Punjabi Rajma (Kidney Beans Indian Curry) - Punjabi rajma is not only tasty and delicious but also healthy .
Rajma is a spicy onion and tomato gravy which is served with rice. It only takes 30 min to cook. Beans are soft and favorable in taste.
              Punjabi Rajma (Kidney Beans Indian Curry)              
 
               
                           
              
                            | Prep Time | Cook Time | Total Time | 
|---|---|---|
| 20 mins | 30 mins | 50 mins | 
                      Servings: 4                    
                                  
                            Ingredients:
                        
 
                        
                        - Rajma - 1 cup
- Mustard oil - 6 tbsp
- Onion - 1 and ½ cup ( finely chopped )
- Ginger garlic paste - 2 tsp
- Kashmiri red chili powder - 2 tsp
- Roasted Cumin Powder - ½ tsp
- Amchoor powder - 2 tsp
- Garam Masala - ½ tsp
- Salt to taste
- Fresh Coriander - 2 tbsp ( Chopped )
- Tomato - 2 ( Finely chopped )
- Tomato purees - 3 tbsp
- Coriander Powder - 3 tsp
- Turmeric Powder - 1 tsp
                          Directions:
                        
 
                    
                        
                        - Wash the rajma and soak in enough water for 5-6 hours.
- Drain the water.

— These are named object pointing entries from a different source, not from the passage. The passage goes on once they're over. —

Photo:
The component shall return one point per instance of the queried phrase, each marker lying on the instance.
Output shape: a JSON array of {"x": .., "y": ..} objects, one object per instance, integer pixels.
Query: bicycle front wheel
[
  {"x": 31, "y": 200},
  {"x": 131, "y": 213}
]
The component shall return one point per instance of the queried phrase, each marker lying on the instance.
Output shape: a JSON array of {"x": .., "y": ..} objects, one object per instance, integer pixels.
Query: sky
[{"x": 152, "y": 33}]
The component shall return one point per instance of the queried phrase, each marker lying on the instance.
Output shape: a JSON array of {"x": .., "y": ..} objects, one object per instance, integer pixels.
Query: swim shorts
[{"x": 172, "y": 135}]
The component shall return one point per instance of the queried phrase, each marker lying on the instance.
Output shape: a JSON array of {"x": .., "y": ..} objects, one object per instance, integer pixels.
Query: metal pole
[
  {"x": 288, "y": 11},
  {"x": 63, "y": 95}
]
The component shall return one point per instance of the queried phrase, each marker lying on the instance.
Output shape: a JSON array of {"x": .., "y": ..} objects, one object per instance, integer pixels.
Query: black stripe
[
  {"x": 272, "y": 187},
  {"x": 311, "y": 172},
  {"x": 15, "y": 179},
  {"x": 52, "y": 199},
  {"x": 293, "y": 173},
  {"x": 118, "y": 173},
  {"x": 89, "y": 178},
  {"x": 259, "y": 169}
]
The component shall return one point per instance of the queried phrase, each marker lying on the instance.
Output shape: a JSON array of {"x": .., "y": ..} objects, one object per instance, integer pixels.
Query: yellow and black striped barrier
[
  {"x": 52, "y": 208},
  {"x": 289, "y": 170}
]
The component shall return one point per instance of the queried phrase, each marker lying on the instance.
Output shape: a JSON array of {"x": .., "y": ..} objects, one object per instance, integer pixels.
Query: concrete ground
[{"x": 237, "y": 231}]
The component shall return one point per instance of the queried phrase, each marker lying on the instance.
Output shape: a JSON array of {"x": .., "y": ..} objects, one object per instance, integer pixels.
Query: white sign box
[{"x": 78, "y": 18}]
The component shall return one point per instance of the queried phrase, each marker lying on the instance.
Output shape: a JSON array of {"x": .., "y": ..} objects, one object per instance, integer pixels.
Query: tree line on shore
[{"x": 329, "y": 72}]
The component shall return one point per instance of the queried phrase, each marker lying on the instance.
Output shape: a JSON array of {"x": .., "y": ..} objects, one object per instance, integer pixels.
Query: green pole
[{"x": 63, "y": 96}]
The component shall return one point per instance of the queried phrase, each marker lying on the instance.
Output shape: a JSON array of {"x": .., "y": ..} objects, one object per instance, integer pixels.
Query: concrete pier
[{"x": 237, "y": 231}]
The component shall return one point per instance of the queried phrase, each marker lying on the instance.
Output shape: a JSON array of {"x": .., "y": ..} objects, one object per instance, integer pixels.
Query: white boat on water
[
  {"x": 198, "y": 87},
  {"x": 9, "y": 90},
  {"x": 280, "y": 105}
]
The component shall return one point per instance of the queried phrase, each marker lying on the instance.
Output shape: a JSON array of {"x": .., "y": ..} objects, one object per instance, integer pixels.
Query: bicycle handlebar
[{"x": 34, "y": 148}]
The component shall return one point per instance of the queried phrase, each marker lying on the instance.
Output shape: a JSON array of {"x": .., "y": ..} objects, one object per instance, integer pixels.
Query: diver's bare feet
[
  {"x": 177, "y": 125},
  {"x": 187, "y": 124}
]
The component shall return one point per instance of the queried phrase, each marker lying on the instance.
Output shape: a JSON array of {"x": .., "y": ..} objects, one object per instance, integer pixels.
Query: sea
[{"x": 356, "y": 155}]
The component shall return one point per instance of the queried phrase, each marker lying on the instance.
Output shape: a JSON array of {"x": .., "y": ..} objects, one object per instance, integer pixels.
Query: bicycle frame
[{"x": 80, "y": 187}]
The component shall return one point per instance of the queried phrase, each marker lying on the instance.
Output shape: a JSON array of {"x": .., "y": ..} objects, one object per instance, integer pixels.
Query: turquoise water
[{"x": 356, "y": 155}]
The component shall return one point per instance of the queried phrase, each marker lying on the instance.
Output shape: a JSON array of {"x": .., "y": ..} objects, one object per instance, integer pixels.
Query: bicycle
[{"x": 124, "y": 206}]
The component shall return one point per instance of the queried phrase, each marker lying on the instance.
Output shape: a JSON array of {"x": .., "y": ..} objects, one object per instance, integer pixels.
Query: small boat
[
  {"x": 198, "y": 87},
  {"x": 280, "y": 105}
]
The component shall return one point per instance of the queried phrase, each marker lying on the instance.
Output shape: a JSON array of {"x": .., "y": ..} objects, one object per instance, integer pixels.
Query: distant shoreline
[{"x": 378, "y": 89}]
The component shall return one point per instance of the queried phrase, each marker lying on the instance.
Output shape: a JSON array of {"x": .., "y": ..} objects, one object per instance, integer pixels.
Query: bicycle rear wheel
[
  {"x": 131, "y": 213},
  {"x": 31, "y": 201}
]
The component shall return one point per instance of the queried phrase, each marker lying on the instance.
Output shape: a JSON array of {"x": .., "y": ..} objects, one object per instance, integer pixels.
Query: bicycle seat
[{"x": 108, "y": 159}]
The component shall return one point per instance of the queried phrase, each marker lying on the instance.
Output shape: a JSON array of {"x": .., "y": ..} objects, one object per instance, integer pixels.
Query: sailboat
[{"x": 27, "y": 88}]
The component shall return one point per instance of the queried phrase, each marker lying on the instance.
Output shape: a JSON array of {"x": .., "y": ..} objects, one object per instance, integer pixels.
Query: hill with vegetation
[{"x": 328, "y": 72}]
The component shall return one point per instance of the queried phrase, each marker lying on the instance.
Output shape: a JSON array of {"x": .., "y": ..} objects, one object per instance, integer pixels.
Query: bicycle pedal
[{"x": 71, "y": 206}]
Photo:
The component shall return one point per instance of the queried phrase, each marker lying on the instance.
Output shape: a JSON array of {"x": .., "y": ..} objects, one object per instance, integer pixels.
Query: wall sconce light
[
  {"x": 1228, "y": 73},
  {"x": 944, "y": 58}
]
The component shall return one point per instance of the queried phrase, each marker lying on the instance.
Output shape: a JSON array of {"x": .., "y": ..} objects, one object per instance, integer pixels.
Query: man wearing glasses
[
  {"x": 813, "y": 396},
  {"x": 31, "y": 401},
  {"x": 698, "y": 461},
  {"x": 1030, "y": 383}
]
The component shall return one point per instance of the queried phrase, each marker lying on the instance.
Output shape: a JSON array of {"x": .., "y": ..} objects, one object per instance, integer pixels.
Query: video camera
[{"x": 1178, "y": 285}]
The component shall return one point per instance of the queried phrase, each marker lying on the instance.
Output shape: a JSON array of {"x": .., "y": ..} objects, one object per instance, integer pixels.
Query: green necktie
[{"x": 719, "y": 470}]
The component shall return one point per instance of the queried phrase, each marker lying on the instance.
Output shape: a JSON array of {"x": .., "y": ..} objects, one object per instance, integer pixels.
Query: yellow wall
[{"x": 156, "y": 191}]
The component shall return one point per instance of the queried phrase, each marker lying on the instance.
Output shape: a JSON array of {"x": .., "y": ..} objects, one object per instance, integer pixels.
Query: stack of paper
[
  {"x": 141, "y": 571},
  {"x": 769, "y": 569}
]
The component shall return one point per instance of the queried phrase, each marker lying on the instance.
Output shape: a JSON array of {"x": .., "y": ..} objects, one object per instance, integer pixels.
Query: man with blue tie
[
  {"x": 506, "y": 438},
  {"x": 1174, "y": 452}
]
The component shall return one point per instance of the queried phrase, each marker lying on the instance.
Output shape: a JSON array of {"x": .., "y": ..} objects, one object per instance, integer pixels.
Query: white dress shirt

Add the soaked rajma is a pressure cooker with 2 tsp of salt and 3 cups of water. Cook till rajma is soft and cooked.
- Remove the pressure cooker from heat and keep aside.
- Heat oil in a pan. When the oil is hot, add onion and fry till translucent. Add Ginger Garlic paste and fry till onion is golden brown.
- Add chopped tomato and tomato puree and cook for a minute. Add coriander powder, turmeric powder, Kashmiri red chili powder, roasted cumin powder, amchur powder and garam masala powder and fry for a few seconds.
- Add ½ cup water and cook the masala till oil separates on the side of the pan. Add the cooked rajma along with the water and cook on low heat for 10-15 minutes.
- Slightly press a few rajmas with the back of a ladle. Add more water and salt if required.
- Garnish with Fresh Coriander. Serve hot with steamed rice.